Wednesday, June 17, 2015

Seasonal Beet Salads

Beets. The line is clearly marked. It's either "yes" or "no". There is no "maybe" with beets.
I am the only person at this web address who will eat beets. If you don't like beets, don't run away just yet. This same idea could be used substituting roasted carrots for the beets (see archives: 9/24/14). What follows is less a recipe but more of a way to approach beet salads throughout the season.
Stick with me, you will understand.
Most beet salads you find in restaurants combine the beets with cheese, usually goat or blue cheese since it complements and off-sets the sweetness of the beets, along with some greens, and nuts.  Recently while out with youngest daughter I had a beet salad composed in this manner but the result was cloyingly sweet, using a balsamic vinegar glaze and candied nuts.

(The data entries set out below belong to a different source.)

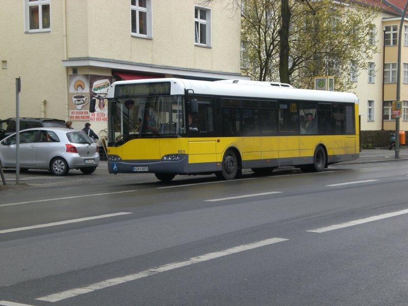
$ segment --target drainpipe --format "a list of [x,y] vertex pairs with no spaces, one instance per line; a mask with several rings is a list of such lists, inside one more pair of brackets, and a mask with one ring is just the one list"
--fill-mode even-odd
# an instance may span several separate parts
[[382,100],[381,101],[381,130],[384,130],[384,66],[386,62],[386,27],[382,31]]
[[[399,23],[399,32],[398,33],[398,61],[397,68],[397,101],[401,103],[401,35],[402,35],[402,27],[404,25],[406,10],[408,9],[408,0],[404,7],[404,10],[401,16],[401,22]],[[395,117],[395,158],[399,158],[399,116]]]
[[[68,59],[68,46],[67,43],[67,11],[66,11],[66,0],[62,0],[62,35],[63,41],[64,43],[64,59]],[[69,68],[68,67],[65,67],[65,73],[64,78],[64,91],[65,99],[65,121],[68,121],[69,118],[69,110],[68,110],[68,92],[69,90],[68,82],[69,80]]]
[[41,118],[44,119],[45,117],[45,104],[47,103],[47,100],[44,99],[41,101]]

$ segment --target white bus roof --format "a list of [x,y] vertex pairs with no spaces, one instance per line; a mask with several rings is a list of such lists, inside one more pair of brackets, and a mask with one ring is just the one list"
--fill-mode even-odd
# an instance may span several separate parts
[[[232,80],[234,81],[234,80]],[[149,79],[115,82],[110,86],[108,98],[113,97],[117,85],[139,83],[170,82],[170,94],[183,95],[186,89],[195,94],[237,97],[250,99],[285,99],[319,102],[346,102],[358,104],[359,100],[353,93],[312,89],[299,89],[281,86],[245,84],[232,82],[210,82],[185,79]],[[269,83],[269,82],[267,82]]]
[[218,83],[226,83],[234,84],[240,84],[244,85],[257,85],[258,86],[267,86],[270,87],[285,87],[286,88],[293,88],[293,87],[290,84],[286,83],[281,83],[277,82],[263,82],[261,81],[249,81],[247,80],[221,80],[216,81]]

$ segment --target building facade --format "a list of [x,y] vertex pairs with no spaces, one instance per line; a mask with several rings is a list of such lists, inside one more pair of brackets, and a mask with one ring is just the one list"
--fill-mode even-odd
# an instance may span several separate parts
[[[397,99],[398,50],[401,48],[400,110],[400,131],[408,131],[408,19],[404,20],[401,43],[398,35],[402,12],[405,3],[398,0],[365,1],[365,4],[379,8],[378,17],[372,21],[367,39],[377,44],[379,53],[368,67],[359,71],[354,89],[360,101],[362,131],[395,130],[393,102]],[[351,73],[352,74],[352,73]],[[394,103],[395,104],[395,103]],[[394,110],[395,111],[395,110]]]
[[[120,80],[248,79],[240,69],[240,18],[225,3],[195,0],[4,0],[0,119],[86,122],[99,135],[106,106],[93,93]],[[232,9],[233,8],[231,8]],[[103,102],[104,102],[103,101]]]

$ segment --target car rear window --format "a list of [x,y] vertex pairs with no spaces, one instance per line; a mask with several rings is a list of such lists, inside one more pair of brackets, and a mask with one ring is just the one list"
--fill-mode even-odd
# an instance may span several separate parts
[[42,121],[44,126],[47,128],[65,128],[65,121],[63,120],[47,120]]
[[83,131],[73,131],[67,133],[67,138],[72,143],[87,143],[91,144],[93,143],[92,138],[85,134]]

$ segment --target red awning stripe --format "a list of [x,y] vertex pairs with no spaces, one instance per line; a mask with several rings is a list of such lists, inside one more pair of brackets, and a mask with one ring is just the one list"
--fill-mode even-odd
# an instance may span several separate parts
[[141,80],[142,79],[156,79],[163,78],[161,75],[152,75],[151,74],[141,74],[140,73],[129,73],[128,72],[115,72],[125,81],[129,80]]

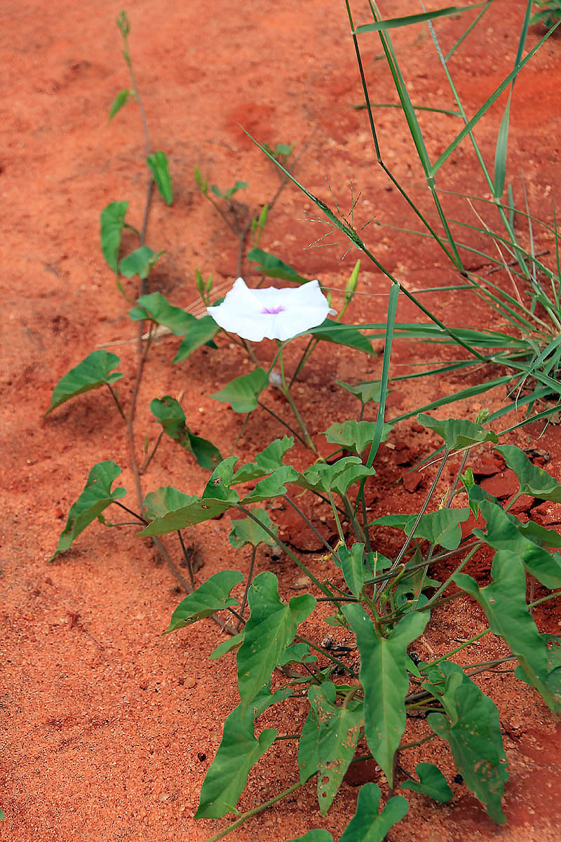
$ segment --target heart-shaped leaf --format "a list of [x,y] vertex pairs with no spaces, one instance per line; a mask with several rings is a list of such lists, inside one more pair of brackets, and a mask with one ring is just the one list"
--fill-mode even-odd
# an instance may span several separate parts
[[124,497],[124,488],[111,490],[111,486],[121,472],[119,465],[110,460],[98,462],[90,471],[84,490],[68,513],[66,525],[61,533],[58,546],[49,559],[50,562],[64,552],[87,526],[100,517],[102,512],[110,506],[114,500]]
[[204,617],[209,617],[215,611],[239,605],[238,600],[230,594],[232,588],[242,580],[243,576],[237,570],[221,570],[214,573],[179,603],[172,615],[169,626],[163,633],[169,634]]
[[120,380],[123,376],[121,372],[113,371],[119,365],[120,360],[115,354],[101,349],[92,351],[58,381],[53,389],[45,417],[77,395],[82,395],[85,392],[91,392],[92,389],[98,389]]

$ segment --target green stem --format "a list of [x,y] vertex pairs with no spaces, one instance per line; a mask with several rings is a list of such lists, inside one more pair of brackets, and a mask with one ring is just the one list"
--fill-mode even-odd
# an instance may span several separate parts
[[339,534],[339,541],[341,544],[345,543],[345,536],[343,535],[342,526],[341,525],[341,520],[339,520],[339,515],[337,514],[337,509],[335,505],[335,500],[333,499],[333,495],[331,491],[327,492],[327,496],[329,498],[329,502],[331,504],[331,511],[333,512],[333,517],[335,518],[335,525],[337,527],[337,532]]
[[187,547],[185,546],[185,541],[183,541],[183,536],[181,534],[181,530],[177,530],[177,536],[179,538],[179,543],[181,544],[181,551],[183,553],[183,558],[187,563],[187,569],[189,571],[189,581],[191,582],[191,587],[195,589],[195,577],[193,571],[193,562],[191,561],[191,557],[187,552]]
[[304,354],[300,357],[300,361],[298,364],[298,365],[296,366],[294,373],[293,374],[292,377],[290,378],[290,382],[288,383],[288,389],[292,389],[293,383],[294,382],[294,381],[298,377],[299,374],[300,373],[300,371],[302,370],[302,369],[304,368],[304,366],[305,365],[305,364],[308,362],[308,360],[310,359],[310,356],[312,351],[314,350],[314,349],[315,348],[315,346],[317,345],[317,344],[318,344],[319,341],[320,341],[319,339],[315,339],[315,340],[313,336],[311,336],[310,338],[310,341],[309,341],[308,344],[305,347]]
[[354,515],[354,512],[352,511],[352,506],[351,505],[351,501],[349,500],[347,494],[344,494],[341,499],[343,501],[345,509],[347,509],[348,519],[352,525],[354,534],[356,535],[357,538],[358,538],[359,541],[363,541],[366,544],[367,543],[366,535],[363,531],[363,527],[358,523],[358,520]]
[[475,555],[475,553],[477,552],[477,551],[482,546],[483,546],[483,541],[478,541],[478,543],[476,544],[476,546],[472,550],[469,551],[469,552],[465,557],[465,558],[458,564],[458,566],[456,568],[456,569],[454,570],[454,572],[453,573],[450,573],[450,575],[448,576],[448,578],[446,580],[446,582],[444,582],[440,586],[440,588],[438,589],[438,590],[437,591],[437,593],[431,597],[431,599],[429,600],[429,601],[424,606],[425,608],[432,608],[434,606],[435,603],[437,602],[437,600],[439,598],[439,596],[440,596],[441,594],[444,593],[444,591],[448,587],[448,585],[452,582],[452,580],[454,578],[454,576],[456,575],[456,573],[459,573],[462,570],[463,570],[463,568],[465,568],[465,566],[468,563],[468,562],[471,561],[471,559],[474,557],[474,556]]
[[148,469],[148,466],[150,465],[150,463],[151,462],[152,459],[154,458],[156,451],[158,449],[158,445],[161,441],[161,437],[162,437],[163,434],[164,434],[164,431],[163,431],[163,429],[161,429],[160,433],[158,434],[158,437],[156,440],[156,444],[154,445],[154,447],[152,448],[152,450],[151,450],[150,456],[146,458],[146,460],[145,461],[144,464],[142,464],[140,466],[140,468],[138,469],[139,470],[139,473],[143,474],[145,472],[145,471],[146,471]]
[[[306,781],[304,781],[304,783]],[[295,792],[297,789],[299,789],[300,786],[304,786],[304,783],[298,781],[295,784],[293,784],[292,786],[288,786],[288,788],[284,790],[283,792],[279,792],[279,794],[276,795],[274,798],[266,801],[264,804],[260,804],[259,807],[255,807],[252,810],[248,810],[247,813],[242,813],[236,821],[232,822],[229,827],[225,828],[224,830],[220,830],[220,833],[209,837],[209,839],[207,839],[207,842],[218,842],[218,839],[223,839],[225,836],[227,836],[228,834],[230,834],[232,830],[236,830],[236,828],[239,828],[240,825],[243,824],[246,819],[251,818],[251,816],[257,816],[259,813],[262,813],[262,811],[266,810],[267,807],[273,807],[273,805],[276,804],[277,802],[285,798],[292,792]]]
[[297,512],[298,514],[299,515],[299,517],[302,518],[302,520],[304,520],[304,522],[305,524],[307,524],[308,526],[310,526],[310,528],[312,530],[312,532],[314,532],[314,534],[320,539],[320,541],[321,541],[321,543],[323,544],[323,546],[325,547],[325,549],[328,551],[328,552],[331,553],[331,555],[333,557],[333,560],[334,560],[335,563],[338,566],[340,564],[339,557],[337,556],[337,554],[335,552],[335,550],[333,549],[333,547],[330,544],[327,543],[327,541],[325,541],[325,539],[324,538],[324,536],[321,535],[321,533],[319,531],[319,530],[316,530],[316,528],[315,528],[315,526],[314,526],[313,523],[306,517],[306,515],[304,514],[304,512],[296,505],[295,503],[294,503],[290,499],[290,498],[287,494],[283,494],[282,498],[283,498],[283,500],[286,500],[286,502],[289,505],[292,506],[292,508],[294,509],[294,511]]
[[[389,571],[390,573],[393,570],[394,570],[395,568],[398,567],[398,565],[401,562],[401,559],[403,558],[403,557],[405,556],[405,552],[407,552],[407,547],[409,546],[409,545],[410,544],[410,542],[411,542],[411,541],[413,539],[413,536],[415,535],[415,530],[417,528],[417,526],[419,525],[419,524],[421,523],[421,519],[422,518],[423,514],[426,511],[426,508],[427,508],[427,506],[429,504],[429,501],[431,500],[431,498],[432,497],[432,494],[434,493],[435,488],[437,488],[437,486],[438,484],[438,481],[439,481],[439,479],[441,477],[442,471],[444,470],[444,466],[445,466],[445,464],[447,462],[447,460],[449,455],[450,455],[450,450],[449,450],[448,447],[445,447],[444,453],[442,455],[442,458],[441,460],[441,463],[440,463],[440,466],[438,467],[438,471],[437,472],[437,476],[435,477],[434,480],[432,481],[432,485],[431,486],[431,488],[429,489],[428,494],[425,498],[425,502],[423,503],[423,504],[421,506],[421,511],[419,512],[419,514],[418,514],[418,515],[416,517],[416,520],[415,520],[415,523],[413,525],[413,528],[412,528],[411,531],[407,536],[407,539],[405,541],[405,543],[404,543],[403,546],[401,547],[401,549],[400,550],[400,552],[398,554],[397,558],[395,559],[395,561],[394,562],[394,563],[391,566],[391,568],[390,568],[390,571]],[[382,585],[382,587],[380,588],[379,592],[378,594],[378,598],[384,593],[384,591],[386,589],[386,588],[387,588],[387,584]]]
[[[251,579],[253,578],[253,568],[255,566],[255,556],[257,552],[257,547],[254,545],[251,547],[251,561],[249,566],[249,573],[247,573],[247,584],[246,585],[246,589],[244,591],[243,600],[241,600],[241,607],[240,608],[240,620],[243,618],[243,612],[246,610],[246,605],[247,604],[247,594],[249,593],[249,587],[251,584]],[[238,623],[238,630],[241,626],[241,622]]]
[[[267,406],[265,406],[265,404],[262,403],[262,401],[257,401],[257,406],[261,407],[262,409],[264,409],[266,413],[269,413],[269,415],[273,415],[273,417],[274,418],[276,418],[277,421],[279,422],[279,424],[282,424],[283,427],[286,427],[286,429],[288,430],[289,433],[292,433],[293,435],[295,435],[296,438],[298,439],[298,440],[301,441],[302,444],[304,445],[304,447],[308,446],[307,442],[304,441],[304,440],[302,438],[302,436],[300,435],[300,434],[297,433],[296,430],[294,429],[294,427],[291,427],[289,424],[287,424],[286,421],[284,421],[280,417],[280,415],[277,415],[277,413],[273,412],[273,409],[269,409],[269,408],[267,407]],[[248,413],[248,416],[249,416],[249,413]]]
[[109,386],[108,383],[106,383],[105,385],[108,387],[108,389],[109,390],[109,392],[111,392],[111,397],[113,397],[114,401],[115,402],[115,405],[116,405],[117,408],[119,409],[119,414],[121,416],[121,418],[123,418],[123,420],[126,424],[126,420],[127,420],[126,419],[126,416],[125,416],[124,413],[123,412],[123,408],[121,407],[121,405],[120,405],[120,403],[119,402],[119,398],[117,397],[117,392],[114,392],[111,388],[111,386]]
[[441,661],[447,660],[448,658],[452,658],[452,656],[455,655],[458,652],[461,652],[462,649],[465,649],[467,646],[471,646],[472,643],[474,643],[476,640],[479,640],[481,637],[484,637],[484,636],[486,634],[489,634],[490,631],[491,631],[490,629],[485,629],[484,632],[479,632],[479,634],[474,635],[473,637],[470,637],[469,640],[466,640],[463,643],[462,643],[461,646],[457,646],[455,649],[452,650],[452,652],[447,652],[446,655],[442,655],[441,658],[436,658],[436,660],[431,661],[430,663],[426,663],[423,667],[423,669],[428,669],[429,667],[436,667],[437,663],[441,663]]
[[282,346],[281,343],[279,342],[279,340],[277,340],[277,342],[278,344],[278,362],[279,362],[279,365],[280,365],[281,381],[282,381],[282,384],[283,384],[283,387],[281,389],[281,392],[284,395],[284,397],[286,398],[288,403],[289,404],[290,408],[292,409],[293,413],[294,413],[294,418],[296,418],[296,420],[298,422],[299,427],[302,430],[304,437],[306,440],[306,444],[308,445],[308,447],[311,450],[313,450],[313,452],[317,456],[318,455],[317,448],[316,448],[315,445],[314,444],[314,442],[311,440],[311,436],[310,435],[310,433],[308,432],[308,428],[306,427],[306,425],[305,425],[305,424],[304,422],[304,418],[302,418],[302,416],[300,415],[300,413],[299,412],[298,407],[296,406],[296,404],[294,403],[294,400],[292,399],[292,395],[290,394],[290,391],[288,389],[288,386],[287,386],[286,376],[284,375],[284,363],[283,361],[283,346]]
[[265,524],[262,523],[261,520],[256,518],[255,514],[251,512],[251,509],[246,509],[245,506],[242,506],[241,503],[237,503],[236,504],[236,509],[239,509],[241,512],[243,512],[244,514],[246,514],[248,518],[251,518],[251,520],[254,520],[255,523],[257,523],[261,527],[261,529],[264,530],[267,532],[267,534],[271,538],[273,538],[277,546],[281,548],[283,552],[285,552],[289,558],[292,558],[294,564],[296,564],[296,566],[299,567],[300,570],[306,574],[308,578],[311,579],[315,587],[319,588],[322,594],[325,594],[325,596],[329,597],[330,601],[332,602],[336,610],[339,610],[341,607],[340,602],[337,601],[333,597],[333,594],[330,593],[329,589],[325,587],[325,585],[323,584],[321,582],[320,582],[320,580],[316,578],[315,576],[314,576],[314,573],[311,572],[311,570],[310,570],[305,566],[305,564],[300,561],[298,556],[294,555],[292,550],[288,546],[287,546],[287,545],[283,541],[282,541],[280,538],[278,536],[276,536],[272,530],[268,528],[268,526],[266,526]]
[[336,663],[340,669],[344,669],[346,673],[349,673],[355,678],[357,677],[358,674],[356,673],[354,669],[352,669],[351,667],[348,667],[346,663],[343,663],[343,662],[340,661],[338,658],[335,657],[335,655],[331,655],[331,653],[326,652],[325,649],[322,649],[320,646],[316,646],[315,643],[313,643],[311,640],[308,640],[307,637],[303,637],[302,635],[299,634],[295,635],[294,639],[299,640],[301,643],[306,643],[310,649],[315,649],[315,652],[320,653],[322,655],[324,655],[325,658],[327,658],[333,663]]
[[528,608],[535,608],[536,605],[539,605],[542,602],[547,602],[548,600],[554,600],[556,596],[561,596],[561,590],[556,590],[554,594],[548,594],[547,596],[542,596],[541,600],[535,600],[528,605]]
[[415,743],[405,743],[404,745],[400,745],[396,749],[396,751],[405,751],[405,749],[416,749],[417,746],[422,745],[423,743],[428,743],[430,739],[434,739],[437,734],[427,734],[426,737],[423,737],[421,739],[417,739]]

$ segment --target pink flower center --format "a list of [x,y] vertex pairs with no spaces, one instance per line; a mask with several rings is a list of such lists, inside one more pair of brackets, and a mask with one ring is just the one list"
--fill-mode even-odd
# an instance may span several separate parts
[[262,313],[267,313],[269,316],[276,316],[277,313],[283,313],[286,307],[283,307],[282,304],[279,304],[277,307],[263,307],[261,311]]

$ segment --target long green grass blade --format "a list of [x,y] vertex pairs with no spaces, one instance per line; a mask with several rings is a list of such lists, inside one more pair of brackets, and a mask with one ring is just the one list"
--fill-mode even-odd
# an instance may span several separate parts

Sweet upon sweet upon sweet. It was sweeter than some desserts.
So dodging the incredulous looks of my family members, I have been making roasted beet salads. I added some strawberries since they were also in season. I crumbled some blue cheese (gorgonzola dolce) onto the plate, added a few toasted walnuts and some locally grown pea shoots. As the season changes, the strawberries can be replaced with another seasonal berry. You can change the cheese (Birchrun Farms blue? A nice local goat cheese? What about cheddar or a jalapeno jack cheese?), the nuts (hazelnuts? pecans?), and the greens.
You get the idea. Own it.

Instead of boiling, roasting has become the preferred cooking method for beets. Cooking times will wary depending on the size of the beets.
To roast beets:
Heat oven to 400 degrees. Rinse the beets, trim the root ends and cut off the beet greens, if attached. (The beet greens can be sauteed as a replacement for spinach or another green.) Place the beets on a sheet of aluminum foil. Drizzle the beets with olive oil, season with salt and black pepper. You could also add a few springs of fresh thyme, too. Wrap the beets, place the beets onto a baking tray and roast the beets for about 45 minutes to one hour, depending on the size of the beets. The beets are done when they are easily pierced with the point of a knife. Remove from the oven. When the beets are cool enough to handle, peel off the skins (red beets can stain so you might choose to wear a pair of disposable food prep gloves), discard the skins, and store the beets in a covered container in the refrigerator until needed.

Before serving, dice the beets and toss them in a white balsamic vinaigrette (Follow the basic ratio of 1 tablespoon white balsamic vinegar mixed with 2 or 3 tablespoons extra virgin olive oil; season with salt, ground black pepper, and a bit of sugar. Mix well and store until needed.)